4. Are your data BIDS-valid? Yes, I think so. They’re all in BIDS format and running fmriprep without ICA-AROMA works fine. Also, running fmriprep with ICA-AROMA works fine for 15/22 subjects I have in this dataset.
5. Are the crashes subject-specific or does it fail on everyone? As mentioned above, the crashes are subject-specific: fmriprep with ICA-AROMA works on 15/22 subjects and fails on the other 7, and I’m at a loss for what differentiates the successes from the fails. I collected the data myself on the same scanner in a short span of time, all the participants are community adults, and I don’t see any obvious differences in run quality–in fact, some of the failed runs look cleaner (less motion) than runs that succeeded.
I’ve been trying to think of things to play with in order to gain insight here, and I noticed comments on other threads indicating that global signal regression can sometimes improve ICA-AROMA fits.
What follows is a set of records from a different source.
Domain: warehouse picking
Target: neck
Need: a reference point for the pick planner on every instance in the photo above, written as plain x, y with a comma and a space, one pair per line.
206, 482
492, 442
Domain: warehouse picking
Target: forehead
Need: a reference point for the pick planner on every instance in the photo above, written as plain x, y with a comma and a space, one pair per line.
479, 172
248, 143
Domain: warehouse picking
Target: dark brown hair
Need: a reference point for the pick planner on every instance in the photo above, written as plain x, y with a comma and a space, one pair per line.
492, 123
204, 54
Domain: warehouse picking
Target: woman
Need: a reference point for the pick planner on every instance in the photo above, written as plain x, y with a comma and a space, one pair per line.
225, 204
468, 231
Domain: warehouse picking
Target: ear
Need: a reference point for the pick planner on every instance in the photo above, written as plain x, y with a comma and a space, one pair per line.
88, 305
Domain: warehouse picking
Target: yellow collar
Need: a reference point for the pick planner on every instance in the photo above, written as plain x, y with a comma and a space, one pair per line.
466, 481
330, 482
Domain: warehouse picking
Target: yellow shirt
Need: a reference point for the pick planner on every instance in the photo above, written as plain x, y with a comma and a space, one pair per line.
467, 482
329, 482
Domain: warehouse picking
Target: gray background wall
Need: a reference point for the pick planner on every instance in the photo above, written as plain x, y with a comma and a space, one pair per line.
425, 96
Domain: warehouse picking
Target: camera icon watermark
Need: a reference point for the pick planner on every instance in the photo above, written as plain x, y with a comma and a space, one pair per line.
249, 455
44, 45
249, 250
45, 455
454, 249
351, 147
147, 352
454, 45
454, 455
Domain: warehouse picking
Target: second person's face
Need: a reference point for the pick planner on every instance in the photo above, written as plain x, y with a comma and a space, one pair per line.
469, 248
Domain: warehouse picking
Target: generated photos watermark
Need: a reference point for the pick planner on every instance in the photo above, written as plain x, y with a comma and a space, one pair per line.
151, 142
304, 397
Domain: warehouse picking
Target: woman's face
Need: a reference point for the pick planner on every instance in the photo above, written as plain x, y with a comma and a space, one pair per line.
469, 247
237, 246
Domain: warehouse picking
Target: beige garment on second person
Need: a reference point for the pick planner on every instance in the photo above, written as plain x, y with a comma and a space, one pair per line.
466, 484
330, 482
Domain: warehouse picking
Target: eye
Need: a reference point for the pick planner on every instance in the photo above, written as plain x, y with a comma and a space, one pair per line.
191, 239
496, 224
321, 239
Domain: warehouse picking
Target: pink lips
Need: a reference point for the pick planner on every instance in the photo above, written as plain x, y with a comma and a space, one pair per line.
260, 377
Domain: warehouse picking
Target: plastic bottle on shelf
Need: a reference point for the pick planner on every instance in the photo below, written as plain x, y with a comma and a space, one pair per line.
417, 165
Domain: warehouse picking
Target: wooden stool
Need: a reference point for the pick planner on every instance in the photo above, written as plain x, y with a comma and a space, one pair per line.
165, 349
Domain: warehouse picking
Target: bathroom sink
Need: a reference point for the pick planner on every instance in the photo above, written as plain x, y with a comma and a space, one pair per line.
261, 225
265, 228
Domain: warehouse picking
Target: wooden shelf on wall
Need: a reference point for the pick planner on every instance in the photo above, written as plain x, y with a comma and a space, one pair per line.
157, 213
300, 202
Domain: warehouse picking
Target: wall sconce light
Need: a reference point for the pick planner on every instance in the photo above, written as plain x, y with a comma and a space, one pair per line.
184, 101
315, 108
My understanding is that the global signal (along with CSF and WM covariates) are computed before ICA-AROMA is run. Do you know if there’s a way to ask fmriprep to regress the global signal out of the BOLD data before it’s passed to ICA-AROMA? I thought that might be worth trying, to see if it makes any difference, but I’m not a nipype ninja so am not sure how difficult this would be to do.